Beranda | Artikel
Kesaksian Yang Benar Dari Kalangan Non Muslim Terhadap Qadha Dan Qadar
Senin, 29 Agustus 2005

KESAKSIAN YANG BENAR DARI KALANGAN NON MUSLIM TERHADAP QADHA DAN QADAR [1]

Oleh
Syaikh Muhammad bin Ibrahim Al-Hamd

Keimanan kaum muslimin kepada qadha’ dan qadar telah mencengangkan banyak kalangan non muslim, lalu mereka menulis tentang perkara ini untuk mengungkapkan ketercengangan mereka dan mencatatkan kesaksian mereka tentang kekuatan tekad kaum muslimin, kebesaran jiwa mereka, dan penyambutan mereka yang baik terhadap berbagai kesulitan hidup.

Ini adalah kesaksian yang benar dari kaum yang tidak beriman kepada Allah serta kepada qadha’ dan qadar-Nya.

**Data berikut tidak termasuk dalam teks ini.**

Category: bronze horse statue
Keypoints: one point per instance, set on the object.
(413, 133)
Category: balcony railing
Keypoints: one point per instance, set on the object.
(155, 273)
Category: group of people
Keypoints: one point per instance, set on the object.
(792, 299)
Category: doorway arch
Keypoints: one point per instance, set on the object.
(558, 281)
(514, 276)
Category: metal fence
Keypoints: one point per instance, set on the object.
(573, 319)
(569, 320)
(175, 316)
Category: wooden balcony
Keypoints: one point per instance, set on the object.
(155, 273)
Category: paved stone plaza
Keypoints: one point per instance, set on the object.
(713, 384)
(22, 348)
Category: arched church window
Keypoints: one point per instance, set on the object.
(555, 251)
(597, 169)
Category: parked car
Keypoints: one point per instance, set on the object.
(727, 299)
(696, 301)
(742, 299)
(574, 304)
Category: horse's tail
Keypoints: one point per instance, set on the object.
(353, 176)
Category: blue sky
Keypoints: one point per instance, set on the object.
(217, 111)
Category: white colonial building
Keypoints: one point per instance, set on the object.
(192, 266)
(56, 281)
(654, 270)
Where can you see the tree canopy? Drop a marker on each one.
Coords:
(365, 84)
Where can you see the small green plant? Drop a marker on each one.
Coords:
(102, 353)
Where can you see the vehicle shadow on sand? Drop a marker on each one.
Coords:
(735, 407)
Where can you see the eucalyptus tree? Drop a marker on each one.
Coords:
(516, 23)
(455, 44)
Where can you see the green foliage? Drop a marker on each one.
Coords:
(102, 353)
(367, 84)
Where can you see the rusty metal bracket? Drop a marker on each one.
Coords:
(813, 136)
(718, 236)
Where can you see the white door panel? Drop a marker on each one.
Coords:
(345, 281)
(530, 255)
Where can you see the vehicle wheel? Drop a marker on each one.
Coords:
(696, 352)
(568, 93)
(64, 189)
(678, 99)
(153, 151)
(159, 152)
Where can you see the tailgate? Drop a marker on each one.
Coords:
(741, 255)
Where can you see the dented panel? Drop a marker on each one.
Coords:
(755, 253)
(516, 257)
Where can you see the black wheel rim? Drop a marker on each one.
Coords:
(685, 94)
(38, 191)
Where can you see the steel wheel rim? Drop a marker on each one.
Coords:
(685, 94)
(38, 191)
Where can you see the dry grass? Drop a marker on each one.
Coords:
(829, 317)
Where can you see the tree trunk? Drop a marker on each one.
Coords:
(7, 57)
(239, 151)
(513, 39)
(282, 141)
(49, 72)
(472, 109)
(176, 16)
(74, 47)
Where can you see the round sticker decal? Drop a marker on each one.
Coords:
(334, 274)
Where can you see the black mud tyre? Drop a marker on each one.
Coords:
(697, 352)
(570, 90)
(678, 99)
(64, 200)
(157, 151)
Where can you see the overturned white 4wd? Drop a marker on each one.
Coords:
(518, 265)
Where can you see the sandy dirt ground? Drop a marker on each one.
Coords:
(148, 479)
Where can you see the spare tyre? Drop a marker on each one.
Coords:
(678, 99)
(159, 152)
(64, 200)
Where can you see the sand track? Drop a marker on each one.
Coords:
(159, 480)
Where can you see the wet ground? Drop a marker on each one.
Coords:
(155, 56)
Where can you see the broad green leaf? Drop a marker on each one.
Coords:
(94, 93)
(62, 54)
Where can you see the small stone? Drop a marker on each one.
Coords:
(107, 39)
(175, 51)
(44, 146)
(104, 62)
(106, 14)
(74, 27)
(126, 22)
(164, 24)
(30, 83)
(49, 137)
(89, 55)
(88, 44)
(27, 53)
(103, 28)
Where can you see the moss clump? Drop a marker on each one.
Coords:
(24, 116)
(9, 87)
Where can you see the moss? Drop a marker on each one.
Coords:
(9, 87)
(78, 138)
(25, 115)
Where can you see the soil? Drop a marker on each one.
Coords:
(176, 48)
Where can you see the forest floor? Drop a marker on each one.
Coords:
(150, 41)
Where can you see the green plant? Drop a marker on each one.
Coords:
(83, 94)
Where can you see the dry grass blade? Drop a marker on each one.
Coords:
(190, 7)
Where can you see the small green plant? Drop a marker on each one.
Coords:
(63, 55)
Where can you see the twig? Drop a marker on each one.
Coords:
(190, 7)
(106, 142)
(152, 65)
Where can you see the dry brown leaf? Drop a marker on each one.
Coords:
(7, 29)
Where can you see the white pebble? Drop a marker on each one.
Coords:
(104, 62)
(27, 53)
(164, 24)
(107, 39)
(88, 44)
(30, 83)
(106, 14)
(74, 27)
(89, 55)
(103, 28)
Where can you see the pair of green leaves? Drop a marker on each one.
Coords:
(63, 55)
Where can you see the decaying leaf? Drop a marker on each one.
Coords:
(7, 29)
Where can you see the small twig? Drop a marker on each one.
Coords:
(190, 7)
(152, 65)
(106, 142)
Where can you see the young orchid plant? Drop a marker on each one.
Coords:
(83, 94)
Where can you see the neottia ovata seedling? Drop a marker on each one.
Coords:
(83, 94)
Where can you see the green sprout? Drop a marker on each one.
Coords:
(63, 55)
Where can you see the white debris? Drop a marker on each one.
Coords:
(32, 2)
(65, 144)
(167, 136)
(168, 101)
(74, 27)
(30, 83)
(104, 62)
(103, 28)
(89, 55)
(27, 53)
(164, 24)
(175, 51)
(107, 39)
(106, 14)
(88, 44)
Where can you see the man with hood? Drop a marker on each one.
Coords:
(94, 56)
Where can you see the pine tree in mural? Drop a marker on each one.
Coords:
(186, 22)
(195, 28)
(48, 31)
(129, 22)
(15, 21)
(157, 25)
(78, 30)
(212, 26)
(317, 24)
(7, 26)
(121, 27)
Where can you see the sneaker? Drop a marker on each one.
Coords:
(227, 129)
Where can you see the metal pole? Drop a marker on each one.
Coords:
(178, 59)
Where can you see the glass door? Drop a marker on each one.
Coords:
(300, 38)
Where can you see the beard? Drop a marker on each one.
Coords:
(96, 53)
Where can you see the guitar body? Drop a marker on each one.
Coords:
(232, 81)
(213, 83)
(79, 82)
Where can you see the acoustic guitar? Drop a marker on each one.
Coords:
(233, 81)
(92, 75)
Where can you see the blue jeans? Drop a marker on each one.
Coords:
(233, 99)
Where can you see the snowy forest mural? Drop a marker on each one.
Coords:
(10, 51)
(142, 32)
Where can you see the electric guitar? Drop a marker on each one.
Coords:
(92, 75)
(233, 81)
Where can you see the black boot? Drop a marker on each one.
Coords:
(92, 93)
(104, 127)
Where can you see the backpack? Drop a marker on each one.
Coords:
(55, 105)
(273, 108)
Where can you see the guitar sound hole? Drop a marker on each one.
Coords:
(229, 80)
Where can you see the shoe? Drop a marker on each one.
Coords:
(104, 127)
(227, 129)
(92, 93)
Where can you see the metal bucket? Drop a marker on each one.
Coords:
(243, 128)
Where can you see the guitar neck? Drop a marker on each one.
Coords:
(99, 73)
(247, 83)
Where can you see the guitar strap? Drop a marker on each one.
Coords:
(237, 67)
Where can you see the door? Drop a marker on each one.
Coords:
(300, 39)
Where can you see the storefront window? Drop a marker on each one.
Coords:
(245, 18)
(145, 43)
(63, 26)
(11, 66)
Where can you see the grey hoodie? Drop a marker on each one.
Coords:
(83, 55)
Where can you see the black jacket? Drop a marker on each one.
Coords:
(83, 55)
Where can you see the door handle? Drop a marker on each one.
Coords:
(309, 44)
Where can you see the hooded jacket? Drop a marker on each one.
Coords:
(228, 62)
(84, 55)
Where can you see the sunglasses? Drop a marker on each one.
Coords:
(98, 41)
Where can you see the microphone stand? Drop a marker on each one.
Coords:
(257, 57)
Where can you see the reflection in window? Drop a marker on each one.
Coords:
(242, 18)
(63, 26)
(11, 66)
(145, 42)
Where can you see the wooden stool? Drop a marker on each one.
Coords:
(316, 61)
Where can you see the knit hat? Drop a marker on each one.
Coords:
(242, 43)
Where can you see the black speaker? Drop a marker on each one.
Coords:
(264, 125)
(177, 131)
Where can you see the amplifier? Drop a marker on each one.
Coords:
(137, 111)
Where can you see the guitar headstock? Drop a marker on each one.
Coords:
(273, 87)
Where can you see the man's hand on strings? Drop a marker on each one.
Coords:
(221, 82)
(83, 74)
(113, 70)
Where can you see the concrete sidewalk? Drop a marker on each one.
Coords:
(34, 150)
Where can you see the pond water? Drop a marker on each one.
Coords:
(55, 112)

Di antara orang-orang yang menulis tentang masalah ini ialah penulis terkenal, R.N.S. Budly, penulis buku Angin di Atas Padang Pasir dan ar-Rasuul, serta 14 buku lainnya. Dan juga orang yang mengemukakan pendapatnya yaitu Del Carnegie dalam bukunya, Tinggalkan Kegalauan dan Mulailah Kehidupan, dalam artikel yang berjudul, Aku Hidup Dalam Surga Allah.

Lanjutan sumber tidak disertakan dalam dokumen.